Friday, December 21, 2007

Yule 2007 hasenpfeffer recipe

The Winter Solstice is a big holiday for the Otter Troldahl clan.
This year will be a quiet celebration, but what we can do, we will do with mindfulness and appreciation.

This year I'm making hassenpfeffer.
Historically, game was a major part of the diet during the winter months. That and any produce that can be preserved (dried apples and berries, nuts, onions etc) formed a major part of the diet.
At Solstice, you could feast, but always in your mind was that half of the winter was yet to come.

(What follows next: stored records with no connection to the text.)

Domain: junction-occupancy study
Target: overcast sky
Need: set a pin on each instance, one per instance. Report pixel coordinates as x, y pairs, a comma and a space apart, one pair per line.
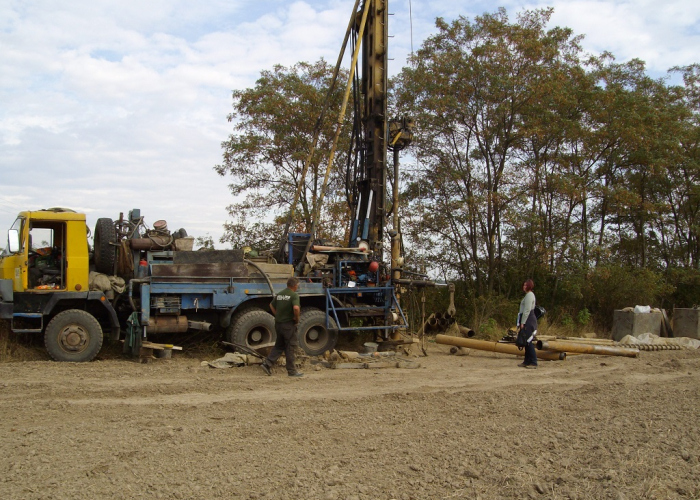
107, 106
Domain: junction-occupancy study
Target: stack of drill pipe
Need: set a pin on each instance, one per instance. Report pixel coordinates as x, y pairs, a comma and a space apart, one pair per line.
425, 327
653, 347
484, 345
581, 348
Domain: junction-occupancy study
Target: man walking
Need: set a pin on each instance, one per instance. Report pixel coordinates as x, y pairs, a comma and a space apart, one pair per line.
285, 306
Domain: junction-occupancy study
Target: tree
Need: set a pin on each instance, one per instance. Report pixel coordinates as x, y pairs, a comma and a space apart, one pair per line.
473, 91
272, 135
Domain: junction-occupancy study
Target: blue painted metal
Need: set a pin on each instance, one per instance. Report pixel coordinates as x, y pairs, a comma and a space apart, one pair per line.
390, 305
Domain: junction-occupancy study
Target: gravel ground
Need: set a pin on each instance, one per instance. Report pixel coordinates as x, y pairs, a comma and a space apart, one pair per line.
473, 426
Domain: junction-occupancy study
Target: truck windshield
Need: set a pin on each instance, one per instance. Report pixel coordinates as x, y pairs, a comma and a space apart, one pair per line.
17, 227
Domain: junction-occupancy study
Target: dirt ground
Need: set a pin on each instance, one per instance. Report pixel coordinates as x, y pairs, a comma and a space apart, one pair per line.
475, 426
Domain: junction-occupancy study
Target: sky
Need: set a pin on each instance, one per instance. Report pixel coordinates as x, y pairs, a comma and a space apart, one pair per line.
107, 106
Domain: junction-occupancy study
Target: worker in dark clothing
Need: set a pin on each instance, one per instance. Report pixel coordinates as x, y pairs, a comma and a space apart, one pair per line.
285, 306
527, 322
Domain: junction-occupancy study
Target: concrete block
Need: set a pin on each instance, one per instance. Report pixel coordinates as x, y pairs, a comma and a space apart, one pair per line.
686, 323
631, 323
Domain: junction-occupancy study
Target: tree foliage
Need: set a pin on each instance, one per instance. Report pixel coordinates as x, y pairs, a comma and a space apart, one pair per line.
532, 159
273, 127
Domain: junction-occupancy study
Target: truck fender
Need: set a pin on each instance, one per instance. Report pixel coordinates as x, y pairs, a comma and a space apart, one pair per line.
6, 297
225, 319
89, 296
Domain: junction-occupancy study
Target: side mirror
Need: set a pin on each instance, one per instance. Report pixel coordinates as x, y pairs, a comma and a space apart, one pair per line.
13, 240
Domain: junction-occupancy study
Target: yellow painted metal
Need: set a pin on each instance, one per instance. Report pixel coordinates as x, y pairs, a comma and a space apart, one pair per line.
485, 345
70, 233
564, 346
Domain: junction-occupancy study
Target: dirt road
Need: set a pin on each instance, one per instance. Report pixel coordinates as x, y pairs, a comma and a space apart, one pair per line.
473, 427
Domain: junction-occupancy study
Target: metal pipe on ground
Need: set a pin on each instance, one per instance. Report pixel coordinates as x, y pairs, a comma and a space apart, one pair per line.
485, 345
466, 332
168, 324
200, 325
564, 346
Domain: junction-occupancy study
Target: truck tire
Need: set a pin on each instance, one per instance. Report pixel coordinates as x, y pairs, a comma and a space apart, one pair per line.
314, 338
73, 335
252, 328
105, 251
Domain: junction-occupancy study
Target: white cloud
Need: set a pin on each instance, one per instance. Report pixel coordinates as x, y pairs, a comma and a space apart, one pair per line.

So you ate what wouldn't last out the dark days, and were full of gratitude for winter game.

Here's my recipe for hassenpfeffer. I am not giving firm amounts for the spices, half a palm full will do.
If you need to use ground spices, stick closer to half a teaspoon.

2-3 pounds of rabbit, cut up

WHOLE:
cloves
bayleaf
juniper berries
all spiceblack pepper
mustard

pinch of mace if you've got it

1/2 cup balsamic vinegar
slug of smoky whiskey (Islay if you've got it)
sliced onion
adding red wine is ok too.

soak rabbit for 1-2 days in the spiced marinade.

dredge in seasoned flour, brown in butter.
strain marinade, add the liquid to the rabbit and cook in dutch oven for about 1 hour, until it's good and tender.

make sauce from liquid, thicken a bit if need be, serve with good egg noodles or whatever you have on hand for underneath.

1 comment:

Anonymous said...

I finally read all the way through your recipe, and it hit me--that's where I've heard that word before! A Bugs Bunny cartoon! "I'm going to get that wascally wabbit..." Too funny.